All things considered, perhaps the black box approach has more compelling merit than first meets the eyes. If the public were assured that procedures were monitored and recorded this might go a long way to assuaging their suspicion of incompetence or malpractice. And as the article suggests, ‘Data recorded by the black box system could well speak for patients unable to speak for themselves because they were under anaesthesia or unfamiliar with hospital procedures and protocol.’ Let’s face it, ‘black box’ monitoring certainly helps to instill a level of confidence in airplanes: just knowing that after a difficult or problematic flight, experts could discover what actually happened and correct it for the future.

There is a problem with the black box method, however –an obvious one for surgeons: ‘the data in an operating room black box could be used as evidence in medical malpractice suits unless precluded by legislation — in much the same way morbidity and mortality assessments made by hospitals and staff for the purpose of quality assurance and improvements are exempt from being used in court.’ We all learn from our mistakes –and from the mistakes of others. We must, otherwise the errors will be repeated. And most of these issues are not the result of malpractice or incompetence.
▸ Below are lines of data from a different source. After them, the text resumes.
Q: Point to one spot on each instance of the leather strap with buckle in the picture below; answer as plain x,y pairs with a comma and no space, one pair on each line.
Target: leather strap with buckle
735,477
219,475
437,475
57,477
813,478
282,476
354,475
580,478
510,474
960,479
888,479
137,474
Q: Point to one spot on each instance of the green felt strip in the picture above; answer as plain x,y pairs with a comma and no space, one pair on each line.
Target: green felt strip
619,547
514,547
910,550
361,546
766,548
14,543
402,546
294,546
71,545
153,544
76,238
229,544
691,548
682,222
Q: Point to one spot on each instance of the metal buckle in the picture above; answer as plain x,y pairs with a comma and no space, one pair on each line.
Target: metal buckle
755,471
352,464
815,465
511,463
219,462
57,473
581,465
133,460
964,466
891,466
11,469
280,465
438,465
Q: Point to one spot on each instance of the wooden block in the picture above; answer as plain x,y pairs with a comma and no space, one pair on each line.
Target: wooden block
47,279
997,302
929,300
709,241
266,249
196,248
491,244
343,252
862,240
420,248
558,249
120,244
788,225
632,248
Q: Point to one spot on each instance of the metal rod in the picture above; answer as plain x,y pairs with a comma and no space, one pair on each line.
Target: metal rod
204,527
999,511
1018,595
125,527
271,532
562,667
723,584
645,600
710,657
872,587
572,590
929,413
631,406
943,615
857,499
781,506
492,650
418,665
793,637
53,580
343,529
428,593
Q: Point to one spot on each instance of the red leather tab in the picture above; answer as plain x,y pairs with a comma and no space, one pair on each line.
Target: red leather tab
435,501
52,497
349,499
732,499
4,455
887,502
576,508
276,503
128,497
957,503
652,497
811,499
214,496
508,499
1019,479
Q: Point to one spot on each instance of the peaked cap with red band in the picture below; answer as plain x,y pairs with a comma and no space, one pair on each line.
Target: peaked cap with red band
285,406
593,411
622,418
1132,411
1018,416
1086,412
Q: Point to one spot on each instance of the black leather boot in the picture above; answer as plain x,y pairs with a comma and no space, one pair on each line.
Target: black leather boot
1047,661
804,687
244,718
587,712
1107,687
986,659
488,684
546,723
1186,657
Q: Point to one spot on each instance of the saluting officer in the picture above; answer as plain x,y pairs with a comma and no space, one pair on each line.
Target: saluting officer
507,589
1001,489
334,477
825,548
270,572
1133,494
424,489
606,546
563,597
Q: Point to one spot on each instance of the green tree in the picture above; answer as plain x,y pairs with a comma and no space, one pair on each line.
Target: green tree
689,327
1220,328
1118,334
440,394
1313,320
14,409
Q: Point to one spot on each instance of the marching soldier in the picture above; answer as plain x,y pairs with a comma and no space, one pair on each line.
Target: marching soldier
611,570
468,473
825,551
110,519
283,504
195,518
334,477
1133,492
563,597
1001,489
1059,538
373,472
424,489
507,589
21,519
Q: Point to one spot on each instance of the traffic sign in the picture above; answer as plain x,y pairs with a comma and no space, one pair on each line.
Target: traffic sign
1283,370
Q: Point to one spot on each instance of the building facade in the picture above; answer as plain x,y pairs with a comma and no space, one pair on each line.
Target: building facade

They are potentially teachable moments, if you will.

In fact, one lawyer commenting on the black box idea, felt that ‘the data could also help surgeons who are being sued. “With the black box, critical procedures and techniques could be objectively assessed by peer surgeons when a poor outcome occurs. From the surgeon’s point of view, the data would be confirmation that all was done right but the poor outcome was beyond their control.”

So, in a way, it’s prudent to swallow unsweetened medicine now to ward off disease down the road. In the words of Tolkien, ‘It will not do to leave a live dragon out of your plans, if you live near one.’